A diferencia del reciclaje tradicional, que desmonta los materiales hasta sus componentes más básicos para reutilizar todo lo posible, el upcycling aprovecha piezas industriales descartadas manteniéndolas lo más intactas posible para darles una segunda vida en contextos completamente distintos. Hablamos de circuitos que terminan convertidos en joyería de diseño, carcasas de servidores transformadas en mobiliario urbano, o incluso componentes aeronáuticos reconvertidos en elementos arquitectónicos de lujo. Y funcionan.
Haciendo del descarte una oportunidad
El concepto del upcycling tiene sentido se mire por donde se mire. Según datos recogidos por las Naciones Unidas, la generación global de residuos electrónicos alcanzó las 62 millones de toneladas en 2022, y solo el 22,3% se recicló formalmente. El resto terminó en vertederos o fue gestionado de manera informal, desperdiciando materiales valiosos y causando daños ambientales
Pero, gracias a la economía circular, se ha planteado un importante cambio de paradigma con el que reaprovechar mucho más todos esos residuos. Ya no se ven tanto como un problema, sino como un recurso infrautilizado. De hecho, el cupcycling industrial es, posiblemente, la expresión más refinada de esta economía.
Y ya se está poniendo en marcha. Empresas como Because Science (Circuit Breaker Labs), con sede en Estados unidos, han construido modelos de negocio alrededor de esta idea, transformando placas de circuito recuperadas en joyería de diseño.
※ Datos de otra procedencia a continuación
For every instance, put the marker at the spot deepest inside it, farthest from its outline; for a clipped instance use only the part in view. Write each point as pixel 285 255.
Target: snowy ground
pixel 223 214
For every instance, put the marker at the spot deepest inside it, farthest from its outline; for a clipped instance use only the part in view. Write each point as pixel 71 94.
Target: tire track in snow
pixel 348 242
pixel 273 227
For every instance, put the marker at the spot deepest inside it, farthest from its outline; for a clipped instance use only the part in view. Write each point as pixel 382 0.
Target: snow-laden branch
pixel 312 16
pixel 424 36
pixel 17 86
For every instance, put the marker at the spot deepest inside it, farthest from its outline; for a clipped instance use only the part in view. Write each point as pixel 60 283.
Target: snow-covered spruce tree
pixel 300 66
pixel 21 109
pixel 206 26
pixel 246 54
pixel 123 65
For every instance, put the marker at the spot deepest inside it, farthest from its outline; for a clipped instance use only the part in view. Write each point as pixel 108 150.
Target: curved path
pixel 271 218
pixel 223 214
Su fundadora, Amanda Preske comenzó hace más de diez años cortando componentes electrónicos para crear collares, pendientes y pulseras que ahora se venden internacionalmente.
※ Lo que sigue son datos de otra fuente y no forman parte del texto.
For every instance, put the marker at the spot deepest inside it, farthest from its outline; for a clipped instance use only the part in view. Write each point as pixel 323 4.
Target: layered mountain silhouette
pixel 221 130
Otro ejemplo muy parecido es el de TechWears, otra empresa estadounidenseque convierte placas base descartadas en accesorios premium como corbatas, imanes y obras de arte coleccionables. Su proceso evita que estos componentes pasen por el reciclaje tradicional, reduciendo las emisiones de gases de efecto invernadero más allá de lo que el reciclaje convencional lograría.
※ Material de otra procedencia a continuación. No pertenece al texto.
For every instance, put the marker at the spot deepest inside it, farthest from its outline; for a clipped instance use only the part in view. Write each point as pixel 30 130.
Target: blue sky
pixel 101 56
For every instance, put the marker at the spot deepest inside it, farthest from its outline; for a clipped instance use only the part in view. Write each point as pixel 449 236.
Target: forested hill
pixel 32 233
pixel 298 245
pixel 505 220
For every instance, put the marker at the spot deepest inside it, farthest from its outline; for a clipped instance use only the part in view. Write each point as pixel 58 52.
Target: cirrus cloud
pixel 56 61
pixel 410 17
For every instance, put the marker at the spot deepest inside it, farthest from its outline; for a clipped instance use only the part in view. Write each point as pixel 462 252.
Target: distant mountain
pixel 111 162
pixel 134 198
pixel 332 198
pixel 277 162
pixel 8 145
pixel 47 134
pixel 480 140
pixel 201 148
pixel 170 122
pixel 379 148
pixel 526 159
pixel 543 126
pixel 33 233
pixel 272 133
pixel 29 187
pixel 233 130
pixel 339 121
Aunque el concepto suena bien, cabe recordar que, al igual que en otros campos, los números deben cuadrar. La viabilidad económica del upcycling industrial depende de la trazabilidad de los materiales, la certificación de seguridad de componentes reutilizados y, sobre todo, la capacidad de escalar sin perder el atractivo artesanal que justifica los precios más elevados. Aunque es algo que generalmente se consigue. De hecho, muchas empresas que han puesto en marcha estrategias de upcycling han reportado un aumento en sus márgenes de beneficio.
Y eso es doblemente positivo, porque no solo alimenta a los negocios, también sirve para cuidar más del medio ambiente y seguir fomentando la economía circular en un mundo en el que cada vez es más necesario apostar por soluciones diferentes a las tradicionales.